Zu einigen Neuerscheinungen über die Struktur der technisierten Gesellschaft

Wer über die technisierte Gesellschaft schreibt, befindet sich in zahlreicher Gesellschaft. Vormittags schreiben darüber die Gymnasiasten („Fluch und Segen der Technik“), nachmittags die Leitartikler („Der Vormarsch des Kollektivismus“), nachts die gehobenen Essayisten („Die Entfremdung des Menschen in der Maschinenwelt“). Wer über die technisierte Gesellschaft schreibt, hat sich ein Thema gewählt, das ihm die Deutschprofessoren aufgegeben und die Zeitungen verekelt haben und worüber in jeder besseren Taschenbuchreihe im besten Intellektuellen-Volapük geschrieben wurde. Und er kann der Aufsatz-Thematik, den Zeitungs-Phrasen und dem Intellektuellen-Volapük schon deshalb nicht entgehen, weil alles, was in der Schule, in der Presse, in den Taschenbüchern über die technisierte Gesellschaft geschrieben wird, unter anderem tatsächlich stimmt. Gesellschaftskritik ist, was ein Gesellschaftskritiker vom andern abschreibt.

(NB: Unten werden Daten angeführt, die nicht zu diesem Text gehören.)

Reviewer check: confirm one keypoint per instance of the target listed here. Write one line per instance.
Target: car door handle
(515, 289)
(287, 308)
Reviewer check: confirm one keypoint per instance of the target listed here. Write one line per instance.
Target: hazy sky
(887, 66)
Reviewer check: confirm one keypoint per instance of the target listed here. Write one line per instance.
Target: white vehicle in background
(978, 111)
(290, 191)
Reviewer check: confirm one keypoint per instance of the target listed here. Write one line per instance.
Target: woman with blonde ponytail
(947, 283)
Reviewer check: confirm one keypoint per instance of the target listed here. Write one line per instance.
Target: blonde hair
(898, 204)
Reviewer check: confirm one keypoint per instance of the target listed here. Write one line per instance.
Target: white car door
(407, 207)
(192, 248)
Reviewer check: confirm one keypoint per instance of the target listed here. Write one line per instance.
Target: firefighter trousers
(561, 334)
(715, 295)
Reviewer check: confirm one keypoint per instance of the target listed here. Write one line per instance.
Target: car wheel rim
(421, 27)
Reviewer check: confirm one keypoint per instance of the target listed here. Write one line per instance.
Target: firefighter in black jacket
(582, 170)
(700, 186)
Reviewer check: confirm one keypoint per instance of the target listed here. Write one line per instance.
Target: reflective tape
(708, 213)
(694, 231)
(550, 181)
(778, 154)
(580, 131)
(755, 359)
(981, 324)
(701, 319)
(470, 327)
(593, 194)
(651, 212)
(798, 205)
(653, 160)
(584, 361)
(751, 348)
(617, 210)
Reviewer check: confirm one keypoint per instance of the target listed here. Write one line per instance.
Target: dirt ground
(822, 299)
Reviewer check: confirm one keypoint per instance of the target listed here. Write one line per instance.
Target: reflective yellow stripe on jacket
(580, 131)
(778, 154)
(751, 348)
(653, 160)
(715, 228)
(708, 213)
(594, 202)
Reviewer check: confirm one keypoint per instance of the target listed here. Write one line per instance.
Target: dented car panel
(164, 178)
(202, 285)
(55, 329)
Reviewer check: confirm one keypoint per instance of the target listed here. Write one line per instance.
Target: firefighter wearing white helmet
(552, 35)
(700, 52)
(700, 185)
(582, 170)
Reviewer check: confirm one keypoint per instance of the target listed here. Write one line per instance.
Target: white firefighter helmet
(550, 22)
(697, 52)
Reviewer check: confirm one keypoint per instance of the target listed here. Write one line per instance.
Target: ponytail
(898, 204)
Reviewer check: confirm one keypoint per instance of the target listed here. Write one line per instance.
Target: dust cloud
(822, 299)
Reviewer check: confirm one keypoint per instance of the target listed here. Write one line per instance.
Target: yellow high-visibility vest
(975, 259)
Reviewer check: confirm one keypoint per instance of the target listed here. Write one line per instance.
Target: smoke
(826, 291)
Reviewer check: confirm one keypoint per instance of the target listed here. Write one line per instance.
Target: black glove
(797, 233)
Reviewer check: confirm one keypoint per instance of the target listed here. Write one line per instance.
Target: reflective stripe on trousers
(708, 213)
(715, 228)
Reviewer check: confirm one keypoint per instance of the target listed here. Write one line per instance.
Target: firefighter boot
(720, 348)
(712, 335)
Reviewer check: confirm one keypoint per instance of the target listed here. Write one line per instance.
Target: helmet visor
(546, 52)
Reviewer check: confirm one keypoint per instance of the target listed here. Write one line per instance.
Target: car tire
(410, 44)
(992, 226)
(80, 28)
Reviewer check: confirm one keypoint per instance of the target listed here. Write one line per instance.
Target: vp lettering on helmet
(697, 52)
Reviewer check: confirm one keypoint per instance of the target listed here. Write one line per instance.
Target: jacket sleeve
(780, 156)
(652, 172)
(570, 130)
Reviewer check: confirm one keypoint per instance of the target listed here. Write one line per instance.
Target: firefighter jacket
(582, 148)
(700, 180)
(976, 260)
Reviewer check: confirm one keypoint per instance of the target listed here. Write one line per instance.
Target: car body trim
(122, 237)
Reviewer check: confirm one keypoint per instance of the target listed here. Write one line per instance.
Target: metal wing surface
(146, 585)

Die günstigste Position ergibt sich unter solchen Umständen für denjenigen, der durch zeitlichen und räumlichen Abstand den Zentren der technisierten Gesellschaft so weit entrückt ist, daß er, statt Augenzeuge zu sein, zum Seismographen wird. Denn Seismographen funktionieren am besten auf mittlere Distanz, dem Bebenherd weder zu nah noch zu fern.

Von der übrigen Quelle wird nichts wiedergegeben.